Notation: You can use the example("geom_point") part hither to explore a multitude of different aesthetics and layers that tin be added to your plot. As you whorl through the unlike plots, take note of how the code is modified. Y'all tin utilize this with whatever of the different geometric object layers bachelor in ggplot2 to learn how you can easily modify your plots!

Note: RStudio provide this very useful cheatsheet for plotting using ggplot2. Different example plots are provided and the associated lawmaking (i.eastward which geom or theme to use in the advisable state of affairs.) We likewise encourage you to persuse through this useful online reference for working with ggplot2.


Do

  1. The electric current axis label text defaults to what we gave as input to geom_point (i.e the cavalcade headers). We can alter this past adding additional layers chosen xlab() and ylab() for the x- and y-centrality, respectively. Add these layers to the current plot such that the x-axis is labeled "Age (days)" and the y-centrality is labeled "Mean expression".
  2. Use the ggtitle layer to add a title to your plot.

Note: Useful code to centre your title over your plot can exist done using theme(plot.title=element_text(hjust=0.v)).

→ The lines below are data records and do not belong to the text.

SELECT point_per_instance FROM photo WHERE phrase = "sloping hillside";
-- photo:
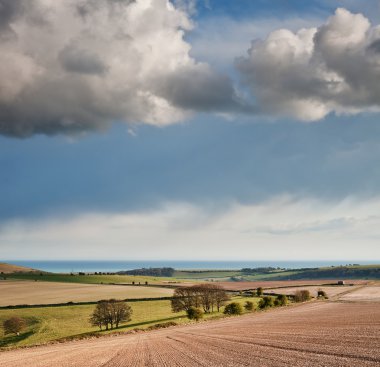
(10, 268)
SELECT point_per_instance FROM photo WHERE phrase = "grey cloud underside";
(208, 162)
(79, 65)
(76, 66)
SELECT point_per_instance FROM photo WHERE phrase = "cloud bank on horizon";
(76, 66)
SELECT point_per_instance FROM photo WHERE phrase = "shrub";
(13, 325)
(163, 325)
(322, 294)
(233, 308)
(302, 296)
(249, 306)
(194, 313)
(266, 302)
(281, 300)
(110, 313)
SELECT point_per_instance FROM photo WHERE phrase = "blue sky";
(209, 158)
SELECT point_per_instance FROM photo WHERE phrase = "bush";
(194, 313)
(322, 294)
(249, 306)
(266, 302)
(110, 313)
(233, 308)
(13, 325)
(281, 300)
(163, 325)
(302, 296)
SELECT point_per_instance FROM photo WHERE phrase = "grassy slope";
(10, 268)
(90, 279)
(345, 272)
(51, 323)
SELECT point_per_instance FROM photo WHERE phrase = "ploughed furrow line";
(295, 348)
(226, 355)
(56, 357)
(132, 354)
(315, 334)
(326, 344)
(161, 354)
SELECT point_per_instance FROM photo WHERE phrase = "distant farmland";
(30, 292)
(321, 333)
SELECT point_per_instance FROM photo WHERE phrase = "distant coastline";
(67, 266)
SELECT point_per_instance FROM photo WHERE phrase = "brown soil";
(319, 333)
(237, 286)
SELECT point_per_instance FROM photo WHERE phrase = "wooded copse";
(154, 272)
(110, 313)
(207, 296)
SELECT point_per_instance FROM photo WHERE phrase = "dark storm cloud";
(75, 66)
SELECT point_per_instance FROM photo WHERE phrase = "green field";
(89, 279)
(346, 272)
(51, 323)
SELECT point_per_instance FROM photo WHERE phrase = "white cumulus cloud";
(309, 73)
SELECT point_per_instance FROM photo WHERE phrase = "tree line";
(110, 313)
(155, 272)
(205, 296)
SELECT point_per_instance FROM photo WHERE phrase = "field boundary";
(11, 307)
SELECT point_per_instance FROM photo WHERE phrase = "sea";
(90, 266)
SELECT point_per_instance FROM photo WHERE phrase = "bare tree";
(13, 325)
(205, 295)
(120, 311)
(110, 313)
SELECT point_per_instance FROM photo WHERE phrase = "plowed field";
(312, 334)
(239, 286)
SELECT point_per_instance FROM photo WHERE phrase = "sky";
(190, 130)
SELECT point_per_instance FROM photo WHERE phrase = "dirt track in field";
(313, 334)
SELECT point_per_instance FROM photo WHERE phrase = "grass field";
(10, 268)
(90, 279)
(51, 323)
(20, 292)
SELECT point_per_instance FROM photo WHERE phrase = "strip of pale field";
(46, 324)
(330, 291)
(366, 294)
(313, 334)
(282, 283)
(10, 268)
(29, 292)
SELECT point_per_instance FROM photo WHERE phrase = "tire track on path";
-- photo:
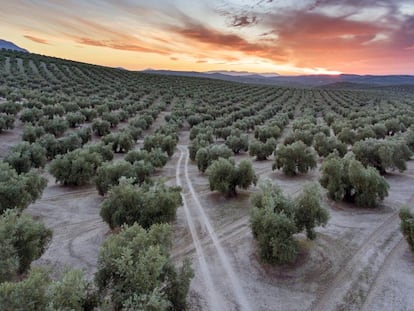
(239, 295)
(335, 290)
(214, 298)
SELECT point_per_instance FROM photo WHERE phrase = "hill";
(6, 45)
(361, 81)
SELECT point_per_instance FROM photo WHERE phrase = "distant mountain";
(244, 74)
(233, 76)
(329, 81)
(11, 46)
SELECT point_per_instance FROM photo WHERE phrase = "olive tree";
(24, 240)
(25, 156)
(295, 158)
(206, 156)
(309, 212)
(325, 145)
(407, 225)
(18, 191)
(109, 173)
(136, 271)
(156, 157)
(238, 143)
(262, 150)
(347, 179)
(75, 168)
(146, 205)
(6, 121)
(263, 133)
(101, 127)
(273, 225)
(275, 218)
(41, 293)
(121, 142)
(383, 154)
(224, 176)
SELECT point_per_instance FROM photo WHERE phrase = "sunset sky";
(287, 37)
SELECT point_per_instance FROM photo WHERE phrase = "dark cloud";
(243, 21)
(226, 41)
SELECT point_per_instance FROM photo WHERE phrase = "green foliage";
(166, 143)
(72, 293)
(262, 150)
(407, 225)
(383, 154)
(275, 218)
(325, 145)
(105, 151)
(56, 126)
(76, 168)
(32, 133)
(6, 122)
(28, 294)
(347, 136)
(146, 205)
(368, 186)
(24, 239)
(109, 173)
(309, 212)
(295, 158)
(112, 118)
(25, 156)
(196, 144)
(206, 156)
(31, 115)
(156, 157)
(75, 118)
(10, 108)
(38, 292)
(136, 272)
(85, 134)
(238, 143)
(101, 127)
(18, 191)
(224, 176)
(121, 142)
(263, 133)
(348, 179)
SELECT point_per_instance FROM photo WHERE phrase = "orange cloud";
(217, 40)
(35, 39)
(119, 45)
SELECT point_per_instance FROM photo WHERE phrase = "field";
(359, 260)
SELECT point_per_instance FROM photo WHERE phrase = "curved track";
(233, 282)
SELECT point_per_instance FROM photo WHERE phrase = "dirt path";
(234, 284)
(214, 299)
(78, 230)
(380, 279)
(337, 289)
(356, 283)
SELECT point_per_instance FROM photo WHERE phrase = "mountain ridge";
(301, 80)
(7, 45)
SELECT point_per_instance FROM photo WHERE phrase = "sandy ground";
(358, 262)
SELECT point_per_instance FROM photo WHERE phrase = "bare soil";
(359, 261)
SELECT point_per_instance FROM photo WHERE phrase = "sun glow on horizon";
(304, 38)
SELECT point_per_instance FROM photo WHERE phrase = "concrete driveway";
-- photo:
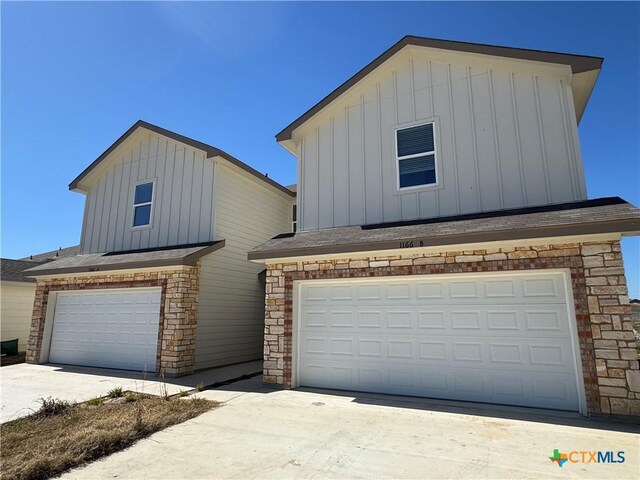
(262, 433)
(23, 385)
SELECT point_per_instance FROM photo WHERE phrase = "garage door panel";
(501, 339)
(115, 329)
(488, 320)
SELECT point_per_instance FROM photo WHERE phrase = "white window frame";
(416, 155)
(153, 197)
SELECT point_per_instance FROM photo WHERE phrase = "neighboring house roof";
(142, 258)
(12, 270)
(606, 215)
(54, 254)
(210, 151)
(578, 63)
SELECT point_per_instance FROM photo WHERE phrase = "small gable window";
(416, 155)
(142, 202)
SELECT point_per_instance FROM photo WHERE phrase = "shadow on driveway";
(537, 415)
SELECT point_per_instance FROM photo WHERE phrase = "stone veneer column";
(607, 346)
(612, 331)
(178, 311)
(178, 338)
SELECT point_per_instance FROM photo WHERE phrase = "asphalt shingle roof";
(54, 254)
(592, 216)
(11, 270)
(153, 257)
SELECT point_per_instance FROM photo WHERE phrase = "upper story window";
(416, 155)
(294, 220)
(142, 203)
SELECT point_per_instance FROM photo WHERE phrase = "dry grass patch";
(60, 437)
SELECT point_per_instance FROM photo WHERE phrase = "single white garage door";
(502, 338)
(107, 328)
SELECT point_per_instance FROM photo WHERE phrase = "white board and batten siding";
(231, 299)
(182, 198)
(506, 137)
(496, 338)
(16, 309)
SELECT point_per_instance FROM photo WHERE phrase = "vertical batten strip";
(381, 176)
(496, 140)
(514, 107)
(432, 113)
(364, 160)
(474, 139)
(568, 144)
(453, 137)
(333, 168)
(543, 147)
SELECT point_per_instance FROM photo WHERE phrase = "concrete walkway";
(261, 434)
(21, 386)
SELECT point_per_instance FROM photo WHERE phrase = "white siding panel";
(561, 178)
(340, 175)
(16, 309)
(325, 176)
(183, 196)
(388, 121)
(532, 159)
(355, 135)
(373, 172)
(311, 193)
(463, 125)
(487, 161)
(511, 174)
(505, 139)
(231, 299)
(448, 197)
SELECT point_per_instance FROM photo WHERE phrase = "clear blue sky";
(76, 75)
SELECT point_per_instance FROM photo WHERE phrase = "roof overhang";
(181, 255)
(626, 227)
(602, 216)
(585, 71)
(77, 184)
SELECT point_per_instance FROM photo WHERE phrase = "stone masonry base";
(607, 344)
(178, 311)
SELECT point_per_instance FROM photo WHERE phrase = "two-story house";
(446, 246)
(162, 282)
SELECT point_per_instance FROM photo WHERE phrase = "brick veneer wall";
(178, 311)
(607, 345)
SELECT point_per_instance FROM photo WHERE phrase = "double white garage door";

Consistent formatting using custom functions

When publishing, it is helpful to ensure all plots have similar formatting. To practise this we can create a custom function with our preferences for the theme. Remember the construction of a role is:

                          name_of_function                                          <-                                          function              (              arguments              )                                          {                                          statements                                          or                                          code                                          that                                          does                                          something                                          }                                                  

Now, let's suppose nosotros always wanted our theme to include the following:

                          theme_bw              ()                                          +                                          theme              (              centrality.title              =              element_text              (              size              =              rel              (              1.5              )),                                          plot.title              =              element_text              (              size              =              rel              (              1.5              ),                                          hjust              =              0.five              ))                                                  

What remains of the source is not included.